I had three ultimate frisbee games on Saturday and two games on Sunday. After the games on Saturday my team and I went out for dinner. Dinner turned into drinks and drinks turned into more drinks. Since there is no last call in South Korea, I wasn’t in bed until well after 4am (4am was the last time I remember checking my watch, but I was still at the bar at the time and not ready to go home yet). I knew that I would regret it come morning but I did not realise how much I would regret it. My first game on Sunday was at 12:30, so I got a reasonable amount of “sleep”. Still, I wanted to die when I woke up.

The next morning I felt like a squirrel and a rat had been playing hide and seek in my brain. Digging and hiding and tearing my brain matter to shreds. My stomach wasn’t much better and to make matters worse my legs were so stiff from Saturday’s games that I could barely get myself out of bed. The thought of getting up to go chase a frisbee around a dirty park beside a dirty river wasn’t too becoming. Unfortunately I’m not the kind of person that just doesn’t show up when I’ve told people I’ll be there. And I’m also too proud to call the people I was out with the night before and tell them that I’m too hung over to show up.

So I started rehearsing my theory of hangovers to myself, everyone take notes. Laying in bed all day is the WORST thing you can do. The best thing to do is to have some sort of alcoholic beverage, my personal favorite is a bloody mary, but I know people who prefer the mimosa or the screwdriver. However, if you have some sort of physical activity to do that day, starting off with a drink is not the best idea. Do not fear, in my opinion physical activities are a close second for curing the pain. In my experience, skiing, kayaking, rafting, water skiing, hiking and going to the gym have all been good cures for being hung over. I think that getting exercise makes you sweat out the booze and forces you to re-hydrate. At least this is the reasoning I used to motivate myself into dragging my haggard behind to the field where I chased a frisbee around a dirty park beside a dirty river for the next two hours.

So here I am, a day later and in incredible pain. I still feel hung over, now 40 hours since my last drink. Both of my ankles crack every time I take a step and my knees barely bend at all. Have I mentioned that I go to the gym 4 times a week and that I’m only 26 years old? How did this happen?
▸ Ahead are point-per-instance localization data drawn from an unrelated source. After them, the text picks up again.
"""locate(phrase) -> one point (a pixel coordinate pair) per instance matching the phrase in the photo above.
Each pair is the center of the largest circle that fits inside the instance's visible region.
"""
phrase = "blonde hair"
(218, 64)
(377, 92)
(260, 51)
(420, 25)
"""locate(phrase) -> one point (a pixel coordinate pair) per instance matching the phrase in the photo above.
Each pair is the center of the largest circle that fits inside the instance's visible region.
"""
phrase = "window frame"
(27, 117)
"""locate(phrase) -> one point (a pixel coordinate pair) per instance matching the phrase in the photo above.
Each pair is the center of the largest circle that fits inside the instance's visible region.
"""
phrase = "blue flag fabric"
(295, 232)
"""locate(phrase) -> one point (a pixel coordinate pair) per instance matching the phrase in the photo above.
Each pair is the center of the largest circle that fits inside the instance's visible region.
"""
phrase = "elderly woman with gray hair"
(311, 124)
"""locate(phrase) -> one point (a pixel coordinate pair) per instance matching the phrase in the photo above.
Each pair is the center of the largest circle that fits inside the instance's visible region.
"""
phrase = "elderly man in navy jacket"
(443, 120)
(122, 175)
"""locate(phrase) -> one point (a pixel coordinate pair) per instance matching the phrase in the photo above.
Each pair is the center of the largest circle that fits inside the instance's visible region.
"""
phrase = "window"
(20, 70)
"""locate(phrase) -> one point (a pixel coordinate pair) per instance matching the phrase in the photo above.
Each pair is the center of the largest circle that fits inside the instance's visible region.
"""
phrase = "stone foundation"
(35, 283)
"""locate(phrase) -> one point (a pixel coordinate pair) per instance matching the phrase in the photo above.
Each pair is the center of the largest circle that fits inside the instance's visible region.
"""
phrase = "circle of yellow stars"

I used to think I would be able to continue the mindless abuse of my body well into my thirties before I would start feeling like this. This weekend taught me that I was wrong and somehow this realisation depresses me. I’m a bit stumped by this depression. Not by the fact that I can’t physically compete the way I used to. My intense competitive nature easily explains that sadness. But not being able to party like I used to? I didn’t know that I couldn’t still party like that because I don’t like to party like that anymore. Yet still, the fact that I’m not capable of doing it somehow makes me feel inadequate. Inadequate to whom? This is the real kicker. I feel inadequate to myself! What the. . ?

You might as well ship me off to the old folks home. I’m not even making sense to myself anymore. Why should I feel like less of a man now that I can’t do something that I don’t even want to do? And why do my legs feel like two blocks of wood?

After the games two of my friends and I were on the same train heading home when I dropped the bomb. “I feel like I’m getting old.” My two friends, one also 26 and the other 24, were quick to agree. The ride home turned into a somber one. A weekend that was supposed to be highlighted with 5 fun games of frisbee with friends ended up being highlighted by such sentences as, “I can’t have coffee after noon, I’ll be up all night,” and “I remember listening to Soundgarden and Rage Against the Machine. Now it seems like Audioslave was a while ago.” and “I can’t believe ‘Fresh Prince’ is on Nick at Nite!” and “Since when was Pearl Jam classic rock?”

I think the main thing here is that a metaphorical (cliché as it may be) page has turned in my life. Enough of the pages have turned that this weekend I finally realized that I have started a new chapter entirely. I do look forward to the new chapter, though. I’ll get married in December, I’ll move to the city that raised me, I’ll start a family. All good things. But, of course, there’s also the flip side. My legs will continue to feel more and more petrified. My hair will continue to thin out. And I’m sure I will have the occasional lapse in judgement and stay out way too late and remember the next morning that, as Danny Glover said in ‘Lethal Weapon’, “I’m too old for this . . .”

But, hey! Pretty soon I can be that crazy old guy who can get away with anything because crazy old guys can get away with anything!